The CW300 comes with a carrying case, a belt clip, an armband, and earbuds from either Cresyn or--for $10 more--Sennheiser. An optional in-line remote control without a display is available for $12. Populating the CW300 with MP3 files was a cinch. After we'd installed the included JetShell software, we used it to transfer songs into the CW300's four albums, which act as separate playlists--a quick, no-nonsense approach to categorization. The albums share the 512MB of nonexpandable memory, which holds about eight hours of music. If you don't need that much, opt for one of the step-down models, which come in and 256MB capacities.
Along with FM recording and playback, the CW300 offers voice recording; a microphone-sensitivity control lets you pick up quiet conversations. On the downside, the device saves in the proprietary SC4 format. JetShell can convert these SC4 clips to WAV and then MP3, but we prefer the way the iRiver avoids these extra steps by capturing FM broadcasts directly to the universally compatible MP3 format.
User-defined EQ and the Rock, Jazz, and Classical presets enable you to tweak the sound of your MP3 files. If you opted for the Cresyn earbuds (see the Design section), you'll probably want to increase the Dynamic Bass setting to boost the low-end frequencies.

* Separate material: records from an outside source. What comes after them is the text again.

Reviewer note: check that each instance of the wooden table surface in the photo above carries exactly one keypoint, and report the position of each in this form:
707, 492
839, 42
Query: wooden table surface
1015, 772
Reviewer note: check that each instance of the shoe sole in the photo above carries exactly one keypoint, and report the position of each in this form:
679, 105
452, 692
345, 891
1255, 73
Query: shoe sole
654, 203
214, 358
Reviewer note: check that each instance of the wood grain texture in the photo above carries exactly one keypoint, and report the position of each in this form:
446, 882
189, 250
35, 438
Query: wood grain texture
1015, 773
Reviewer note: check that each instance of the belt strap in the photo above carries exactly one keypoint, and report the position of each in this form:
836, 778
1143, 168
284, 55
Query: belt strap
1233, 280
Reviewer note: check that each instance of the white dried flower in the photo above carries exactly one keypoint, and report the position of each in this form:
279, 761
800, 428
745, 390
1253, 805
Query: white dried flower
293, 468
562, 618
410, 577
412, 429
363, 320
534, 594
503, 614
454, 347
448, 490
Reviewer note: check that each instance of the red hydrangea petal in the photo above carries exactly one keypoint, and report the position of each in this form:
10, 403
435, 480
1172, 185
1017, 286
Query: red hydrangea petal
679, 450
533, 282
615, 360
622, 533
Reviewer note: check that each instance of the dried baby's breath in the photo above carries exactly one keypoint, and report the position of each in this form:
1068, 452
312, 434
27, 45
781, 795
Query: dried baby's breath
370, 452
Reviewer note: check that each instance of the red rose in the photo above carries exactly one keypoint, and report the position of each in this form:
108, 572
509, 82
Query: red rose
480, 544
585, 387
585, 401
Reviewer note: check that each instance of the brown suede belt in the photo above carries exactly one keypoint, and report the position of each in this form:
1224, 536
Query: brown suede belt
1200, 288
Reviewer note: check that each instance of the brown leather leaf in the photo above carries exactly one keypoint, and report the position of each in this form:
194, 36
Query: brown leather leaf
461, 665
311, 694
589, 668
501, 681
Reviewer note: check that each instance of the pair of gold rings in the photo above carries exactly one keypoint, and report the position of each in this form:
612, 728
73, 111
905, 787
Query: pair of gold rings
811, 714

With its extensive experience in software development, Cowon gave the CW300 several PC-based features not found on other devices. For instance, we like the ability to change EQ and especially FM presets through JetShell as well as via the player's interface. And JetVoiceMail lets you edit voice memos, apply 16 effects--including Reverb, Robot Voice, and Darth Vader (cool!)--and send the recordings through Outlook, Outlook Express, or Netscape Mail.
Although the CW300 does not natively support WMA files, JetShell can convert them to MP3 during song transfer. The process degrades audio quality slightly, so users with most or all of their music saved in WMA should opt for a player with native WMA support. If you have only a smattering of WMA files in your collection, JetShell's MP3-conversion results sound decent enough. Like its sibling, the CW200, the CW300 is an excellent performer delivering quality MP3 playback and voice recording. With an incredibly clean signal-to-noise ratio of 95dB, the sound is clearer than that of almost all other MP3 players. And although the power output is only 8mW per channel, we found the volume loud through full-size Koss headphones. Though the battery life fell well short of the rated 30 hours, the CW300 is still more efficient than most of its competitors, providing about 20 hours of playback on a single AA cell.
We loaded the unit's flash memory with 53.3MB of MP3 files in a scant 70 seconds for a speedy transfer rate of 0.76MB per second.